Stripes are "very in" right now....and there are many products and applications out there to make it easier. That new "wallpaper that goes on like paint" works very well for striping but can get pricey, although a few friends have told me it was worth it in the time and headaches they had encountered in past stripe attempts.

*I saw a tip on hgtv about painting stripes...
they had the stripe design measured/layed out with blue tape and before starting painting she took a clear acrylic paint and coated the edges of the tape, claiming that it prevents any bleeding of the colored paint behind the tape.

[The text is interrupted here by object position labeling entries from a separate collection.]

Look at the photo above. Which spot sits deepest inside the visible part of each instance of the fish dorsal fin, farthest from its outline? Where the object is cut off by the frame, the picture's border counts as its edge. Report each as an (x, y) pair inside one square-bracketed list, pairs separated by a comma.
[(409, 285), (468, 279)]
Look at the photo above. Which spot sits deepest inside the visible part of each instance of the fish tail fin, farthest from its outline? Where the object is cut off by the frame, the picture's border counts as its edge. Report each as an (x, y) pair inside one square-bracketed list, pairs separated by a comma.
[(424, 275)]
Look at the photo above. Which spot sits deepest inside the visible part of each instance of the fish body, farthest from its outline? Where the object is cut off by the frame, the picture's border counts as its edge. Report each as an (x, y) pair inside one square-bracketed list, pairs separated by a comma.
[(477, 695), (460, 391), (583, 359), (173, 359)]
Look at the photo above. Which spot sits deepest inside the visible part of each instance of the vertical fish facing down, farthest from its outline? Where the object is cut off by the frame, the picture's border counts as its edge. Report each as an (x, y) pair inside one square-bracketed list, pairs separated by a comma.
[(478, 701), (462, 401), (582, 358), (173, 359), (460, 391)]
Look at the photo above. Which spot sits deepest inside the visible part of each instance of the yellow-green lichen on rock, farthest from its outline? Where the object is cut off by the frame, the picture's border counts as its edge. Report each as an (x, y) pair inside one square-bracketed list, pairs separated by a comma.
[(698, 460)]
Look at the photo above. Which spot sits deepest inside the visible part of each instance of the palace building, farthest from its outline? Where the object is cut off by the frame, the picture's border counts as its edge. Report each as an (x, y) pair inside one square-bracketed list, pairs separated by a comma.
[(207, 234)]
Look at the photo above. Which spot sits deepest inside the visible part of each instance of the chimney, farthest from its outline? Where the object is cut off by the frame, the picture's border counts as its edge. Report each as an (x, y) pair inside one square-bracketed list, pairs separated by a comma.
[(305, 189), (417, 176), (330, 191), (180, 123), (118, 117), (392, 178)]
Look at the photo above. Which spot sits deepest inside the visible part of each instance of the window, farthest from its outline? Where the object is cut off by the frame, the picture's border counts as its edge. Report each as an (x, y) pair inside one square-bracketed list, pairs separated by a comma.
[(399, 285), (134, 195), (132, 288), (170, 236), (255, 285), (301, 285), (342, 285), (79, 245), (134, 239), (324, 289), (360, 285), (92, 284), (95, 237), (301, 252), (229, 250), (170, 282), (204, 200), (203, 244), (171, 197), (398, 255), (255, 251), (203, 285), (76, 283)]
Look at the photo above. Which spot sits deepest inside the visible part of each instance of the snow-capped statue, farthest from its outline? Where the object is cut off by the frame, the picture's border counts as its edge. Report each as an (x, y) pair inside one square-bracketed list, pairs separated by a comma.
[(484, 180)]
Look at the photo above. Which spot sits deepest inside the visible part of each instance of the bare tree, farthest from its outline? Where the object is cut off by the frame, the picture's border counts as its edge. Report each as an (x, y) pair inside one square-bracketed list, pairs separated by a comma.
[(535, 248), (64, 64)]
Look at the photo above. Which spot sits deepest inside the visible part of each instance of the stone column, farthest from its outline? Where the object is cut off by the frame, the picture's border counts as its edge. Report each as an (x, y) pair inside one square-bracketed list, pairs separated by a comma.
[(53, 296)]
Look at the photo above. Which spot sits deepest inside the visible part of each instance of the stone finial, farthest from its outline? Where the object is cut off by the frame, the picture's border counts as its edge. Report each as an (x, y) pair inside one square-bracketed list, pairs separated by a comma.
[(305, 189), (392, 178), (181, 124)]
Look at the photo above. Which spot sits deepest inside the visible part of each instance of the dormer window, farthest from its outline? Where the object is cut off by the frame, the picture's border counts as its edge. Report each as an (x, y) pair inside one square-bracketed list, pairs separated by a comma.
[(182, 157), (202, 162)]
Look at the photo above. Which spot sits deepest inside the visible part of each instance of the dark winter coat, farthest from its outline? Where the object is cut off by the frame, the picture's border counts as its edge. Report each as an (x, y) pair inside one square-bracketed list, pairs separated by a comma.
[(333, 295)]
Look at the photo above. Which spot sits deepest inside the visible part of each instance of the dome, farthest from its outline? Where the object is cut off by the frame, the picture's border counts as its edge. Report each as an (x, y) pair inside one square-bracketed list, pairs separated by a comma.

A decorator friend of mine just did her guest bath in wide vertical stripes of a fairly light lavendar and a blue-ish gray and it turned out very impressive...
she did the lower half of the wall to chair rail height in the blue-gray then did the upper in the stripe, added the white chair rail and crown molding and framed the mirror out in the same molding--decorated it in a spa like theme with colored glass and some shells etc...its really got the wow factor without being over done or too high end.

Another friend did her teens bath in a blue on white horizontal stripe and did a wavy pattern like you mentioned, it also turned out really well...but she did say the curvy lines were quite the challenge taping off etc...she did a texture treatment on her stripes to create the idea of water as well.

Good luck with your project...I look forward to the results!


----------



## harleysilo (Jun 19, 2006)

Finished the last of the drywall sanding and primer last night (they said the primer couldn't be tinted as dark of a brickred as I wanted, they were right....


----------